# Choice under Risk

If we deal with risk, we know the likelihoods of each situation. The easiest rule is to choose the situation with the highest expected value.

The following table shows the pay-offs and likelihoods of four situations.

S_{1} | S_{2} | S_{3} | S_{4} | Expected pay-off | |

Probability | 0.2 | 0.4 | 0.1 | 0.3 | |

A_{1} | 20 | 15 | 20 | 3 | 20*0.2+15*0.4+20*0.1+3*0.3 = 12.9 |

A_{2} | 5 | 6 | 7 | 4 | 5.3 |

A_{3} | 22 | 3 | 3 | -2 | 5.3 |

A_{1} is the option with the highest expected value.

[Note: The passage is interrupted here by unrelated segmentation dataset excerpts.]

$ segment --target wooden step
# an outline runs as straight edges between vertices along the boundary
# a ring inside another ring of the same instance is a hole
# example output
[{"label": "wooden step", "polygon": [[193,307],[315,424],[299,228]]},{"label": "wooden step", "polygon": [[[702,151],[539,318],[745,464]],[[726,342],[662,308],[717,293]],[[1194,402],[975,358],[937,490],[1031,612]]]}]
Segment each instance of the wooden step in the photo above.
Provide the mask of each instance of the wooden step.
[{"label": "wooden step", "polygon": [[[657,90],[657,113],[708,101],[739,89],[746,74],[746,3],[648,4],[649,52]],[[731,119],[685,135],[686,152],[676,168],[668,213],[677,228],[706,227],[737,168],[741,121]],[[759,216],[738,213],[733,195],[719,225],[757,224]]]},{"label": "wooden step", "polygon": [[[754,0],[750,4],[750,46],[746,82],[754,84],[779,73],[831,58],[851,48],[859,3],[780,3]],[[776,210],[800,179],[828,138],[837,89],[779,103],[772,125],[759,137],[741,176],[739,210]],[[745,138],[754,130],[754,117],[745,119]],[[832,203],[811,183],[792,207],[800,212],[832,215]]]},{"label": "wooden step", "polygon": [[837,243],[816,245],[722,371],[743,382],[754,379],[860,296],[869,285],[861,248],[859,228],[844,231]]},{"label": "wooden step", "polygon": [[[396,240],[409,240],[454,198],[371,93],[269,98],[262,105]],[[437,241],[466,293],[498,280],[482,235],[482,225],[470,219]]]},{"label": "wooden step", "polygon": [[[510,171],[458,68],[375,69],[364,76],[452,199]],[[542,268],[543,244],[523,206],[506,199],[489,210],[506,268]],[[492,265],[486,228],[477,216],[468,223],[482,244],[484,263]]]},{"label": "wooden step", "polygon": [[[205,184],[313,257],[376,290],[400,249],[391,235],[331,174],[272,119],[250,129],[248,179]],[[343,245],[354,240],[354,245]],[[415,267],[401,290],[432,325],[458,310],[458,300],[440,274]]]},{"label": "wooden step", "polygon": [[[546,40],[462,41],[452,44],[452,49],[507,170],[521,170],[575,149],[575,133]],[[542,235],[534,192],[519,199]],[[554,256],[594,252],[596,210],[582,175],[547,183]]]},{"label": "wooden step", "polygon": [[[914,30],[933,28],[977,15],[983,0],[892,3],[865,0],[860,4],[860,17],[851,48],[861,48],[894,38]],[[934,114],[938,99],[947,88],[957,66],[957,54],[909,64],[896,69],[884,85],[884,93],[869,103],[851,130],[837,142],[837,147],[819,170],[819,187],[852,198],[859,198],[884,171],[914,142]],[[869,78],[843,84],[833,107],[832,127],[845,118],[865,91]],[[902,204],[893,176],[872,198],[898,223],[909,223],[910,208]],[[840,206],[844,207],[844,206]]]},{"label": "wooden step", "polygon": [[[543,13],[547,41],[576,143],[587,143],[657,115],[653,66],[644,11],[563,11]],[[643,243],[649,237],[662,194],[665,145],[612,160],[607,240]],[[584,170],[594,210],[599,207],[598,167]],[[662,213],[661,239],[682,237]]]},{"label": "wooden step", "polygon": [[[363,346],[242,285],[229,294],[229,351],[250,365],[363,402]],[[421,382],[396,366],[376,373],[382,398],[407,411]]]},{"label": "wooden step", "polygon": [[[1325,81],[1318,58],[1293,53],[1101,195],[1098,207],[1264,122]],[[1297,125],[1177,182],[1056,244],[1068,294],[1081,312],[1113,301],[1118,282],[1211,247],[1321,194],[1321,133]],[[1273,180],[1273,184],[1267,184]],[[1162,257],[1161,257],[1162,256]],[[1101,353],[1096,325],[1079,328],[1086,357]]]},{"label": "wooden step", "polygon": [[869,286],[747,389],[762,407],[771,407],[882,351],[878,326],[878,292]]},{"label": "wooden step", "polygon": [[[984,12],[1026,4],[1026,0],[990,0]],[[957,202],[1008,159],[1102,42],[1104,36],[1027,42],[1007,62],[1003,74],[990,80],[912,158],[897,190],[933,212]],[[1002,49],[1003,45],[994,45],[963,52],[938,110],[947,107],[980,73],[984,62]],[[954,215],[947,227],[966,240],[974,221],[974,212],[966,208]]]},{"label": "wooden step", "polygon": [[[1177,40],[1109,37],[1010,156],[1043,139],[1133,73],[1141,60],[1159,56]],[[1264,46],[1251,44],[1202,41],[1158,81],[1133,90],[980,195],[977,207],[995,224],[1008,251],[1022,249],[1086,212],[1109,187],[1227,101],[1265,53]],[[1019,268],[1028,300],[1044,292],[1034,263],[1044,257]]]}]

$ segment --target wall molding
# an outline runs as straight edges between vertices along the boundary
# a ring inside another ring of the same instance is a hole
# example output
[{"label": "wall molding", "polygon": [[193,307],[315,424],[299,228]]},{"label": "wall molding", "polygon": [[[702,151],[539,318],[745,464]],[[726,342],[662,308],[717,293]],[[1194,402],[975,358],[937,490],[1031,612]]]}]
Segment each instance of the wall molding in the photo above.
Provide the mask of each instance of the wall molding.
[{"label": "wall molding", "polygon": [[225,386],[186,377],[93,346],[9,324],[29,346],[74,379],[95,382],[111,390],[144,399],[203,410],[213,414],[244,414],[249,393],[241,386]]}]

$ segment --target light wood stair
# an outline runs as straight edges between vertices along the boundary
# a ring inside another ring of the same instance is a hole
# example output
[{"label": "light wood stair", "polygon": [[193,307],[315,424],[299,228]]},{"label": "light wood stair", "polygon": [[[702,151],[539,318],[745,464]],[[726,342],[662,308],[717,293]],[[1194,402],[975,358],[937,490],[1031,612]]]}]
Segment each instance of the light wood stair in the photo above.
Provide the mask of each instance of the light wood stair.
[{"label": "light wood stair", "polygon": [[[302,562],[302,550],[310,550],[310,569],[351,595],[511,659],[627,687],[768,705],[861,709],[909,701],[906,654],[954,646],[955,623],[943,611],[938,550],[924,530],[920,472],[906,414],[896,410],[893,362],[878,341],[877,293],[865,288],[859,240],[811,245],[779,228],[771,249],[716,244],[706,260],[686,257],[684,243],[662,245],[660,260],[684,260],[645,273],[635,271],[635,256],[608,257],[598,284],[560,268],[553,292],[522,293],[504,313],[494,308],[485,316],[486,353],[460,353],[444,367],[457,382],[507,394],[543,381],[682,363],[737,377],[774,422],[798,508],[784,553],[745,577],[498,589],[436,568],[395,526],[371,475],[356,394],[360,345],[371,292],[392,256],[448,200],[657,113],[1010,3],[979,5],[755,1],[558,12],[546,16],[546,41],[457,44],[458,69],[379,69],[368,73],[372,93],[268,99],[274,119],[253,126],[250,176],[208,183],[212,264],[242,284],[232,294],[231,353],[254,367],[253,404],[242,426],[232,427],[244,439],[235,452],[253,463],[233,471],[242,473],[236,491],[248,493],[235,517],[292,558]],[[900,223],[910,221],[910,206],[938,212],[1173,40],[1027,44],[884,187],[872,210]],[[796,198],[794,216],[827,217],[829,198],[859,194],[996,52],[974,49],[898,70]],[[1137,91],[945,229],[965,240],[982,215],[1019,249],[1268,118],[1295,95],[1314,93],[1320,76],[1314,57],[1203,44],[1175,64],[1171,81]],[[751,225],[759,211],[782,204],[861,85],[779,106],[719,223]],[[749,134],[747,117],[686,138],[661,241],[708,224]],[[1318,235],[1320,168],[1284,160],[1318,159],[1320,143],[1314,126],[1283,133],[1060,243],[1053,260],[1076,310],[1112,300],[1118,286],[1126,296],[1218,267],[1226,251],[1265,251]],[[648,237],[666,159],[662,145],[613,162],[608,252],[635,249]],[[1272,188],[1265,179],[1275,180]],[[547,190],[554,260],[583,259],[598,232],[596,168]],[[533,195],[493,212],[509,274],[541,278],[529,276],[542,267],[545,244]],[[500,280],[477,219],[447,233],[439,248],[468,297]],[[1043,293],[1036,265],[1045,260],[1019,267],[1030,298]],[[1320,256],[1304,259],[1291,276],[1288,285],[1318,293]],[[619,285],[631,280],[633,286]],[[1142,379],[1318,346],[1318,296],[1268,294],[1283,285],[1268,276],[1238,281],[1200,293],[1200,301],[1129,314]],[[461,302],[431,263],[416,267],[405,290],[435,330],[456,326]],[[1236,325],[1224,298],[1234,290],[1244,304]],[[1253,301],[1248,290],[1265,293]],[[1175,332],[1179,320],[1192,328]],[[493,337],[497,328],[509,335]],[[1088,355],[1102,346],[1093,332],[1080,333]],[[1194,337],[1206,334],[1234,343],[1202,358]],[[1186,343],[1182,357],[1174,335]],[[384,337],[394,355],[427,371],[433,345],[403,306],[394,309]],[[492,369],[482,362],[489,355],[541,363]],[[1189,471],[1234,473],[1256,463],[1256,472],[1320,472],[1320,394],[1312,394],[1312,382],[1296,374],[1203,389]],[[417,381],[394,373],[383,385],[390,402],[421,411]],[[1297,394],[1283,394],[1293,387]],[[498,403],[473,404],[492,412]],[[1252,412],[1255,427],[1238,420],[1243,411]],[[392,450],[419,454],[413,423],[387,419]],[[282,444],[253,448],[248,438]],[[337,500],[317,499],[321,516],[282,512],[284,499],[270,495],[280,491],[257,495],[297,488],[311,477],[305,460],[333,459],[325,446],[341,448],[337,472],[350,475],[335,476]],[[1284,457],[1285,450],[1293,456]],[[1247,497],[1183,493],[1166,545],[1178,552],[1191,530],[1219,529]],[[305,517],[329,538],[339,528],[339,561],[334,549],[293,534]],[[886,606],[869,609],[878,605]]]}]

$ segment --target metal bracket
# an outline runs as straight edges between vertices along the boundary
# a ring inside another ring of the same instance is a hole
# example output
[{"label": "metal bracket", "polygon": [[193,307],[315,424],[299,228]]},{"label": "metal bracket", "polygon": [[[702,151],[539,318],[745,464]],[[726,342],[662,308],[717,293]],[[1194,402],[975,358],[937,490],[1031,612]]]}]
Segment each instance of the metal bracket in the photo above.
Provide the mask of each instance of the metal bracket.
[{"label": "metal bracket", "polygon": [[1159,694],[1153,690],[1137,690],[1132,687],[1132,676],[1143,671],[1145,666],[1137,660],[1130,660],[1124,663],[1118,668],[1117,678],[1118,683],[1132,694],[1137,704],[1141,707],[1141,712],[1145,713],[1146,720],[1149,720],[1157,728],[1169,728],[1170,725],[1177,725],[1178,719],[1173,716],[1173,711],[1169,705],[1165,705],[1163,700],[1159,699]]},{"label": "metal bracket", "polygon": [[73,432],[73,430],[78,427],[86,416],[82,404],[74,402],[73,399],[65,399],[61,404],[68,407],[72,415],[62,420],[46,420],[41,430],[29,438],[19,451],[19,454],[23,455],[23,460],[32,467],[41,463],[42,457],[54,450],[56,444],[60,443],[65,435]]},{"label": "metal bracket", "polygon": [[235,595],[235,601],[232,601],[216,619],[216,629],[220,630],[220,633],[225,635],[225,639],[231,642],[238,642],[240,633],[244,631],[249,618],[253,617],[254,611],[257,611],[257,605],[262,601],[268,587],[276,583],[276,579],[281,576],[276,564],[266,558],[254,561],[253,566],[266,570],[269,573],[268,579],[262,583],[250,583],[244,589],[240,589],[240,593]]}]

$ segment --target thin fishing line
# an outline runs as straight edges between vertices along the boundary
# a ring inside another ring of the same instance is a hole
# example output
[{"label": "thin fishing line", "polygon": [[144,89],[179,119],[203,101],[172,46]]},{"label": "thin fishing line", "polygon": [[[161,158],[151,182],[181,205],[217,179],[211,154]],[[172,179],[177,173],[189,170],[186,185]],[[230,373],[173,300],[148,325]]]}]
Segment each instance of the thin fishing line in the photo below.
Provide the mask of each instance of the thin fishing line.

The problem is that people have different risk appetites. Some prefer situations with a higher pay-off but a lower probability of occurrence, while others prefer options with a lower pay-off but a higher probability of occurrence.

#### St. Petersburg Paradox

This can be demonstrated with a game called St. Petersburg Paradox:

The game master throws a coin. If the coin shows head, the pay-off for the participant is doubled. The initial amount is two EUR. But if the coin shows tail, the game is stopped and the participant receives nothing. So, if the coin shows three times in a row head, the amount is 2*2*2*2 = 16.

The question is, how much would you pay (bet) to participate in this game? The expected value is infinite:

E = 0.5^{1} * 2^{1} + 0.5^{2}*2^{2} + 0.5^{3} * 2^{3} + …

But would anybody really pay an infinite amount to play this game? Or even a smaller amount of 1 million EUR? Probably not.

#### Ellsberg Paradox

Another experiment shows that the individual perception of risk is not always rational. The experiment is called Ellsberg Paradox.

Suppose there are two urns. In urn U1, there are three red balls and three black balls. This information is known to the participant. In the second urn, there are also red and black balls. But their distribution is unknown to the participant. The task is to choose an urn first and then blindly draw a ball from it. If this ball is red, the participant wins a prize.

For both urns, the expected value is the same. For urn 2 every distribution of balls is conceivable. So, in the end, the likelihood of drawing a red ball is equal to drawing a black ball. But for some reason, in reality, people prefer urn 1 to urn 2. This shows that the utility of the expected value is not equal to the expected value of the utilities.

Such utility functions should be taken seriously because they influence rational decisions. If we make mistakes in assigning the pay-offs for the participants in a game, we are likely to get wrong results in our analysis.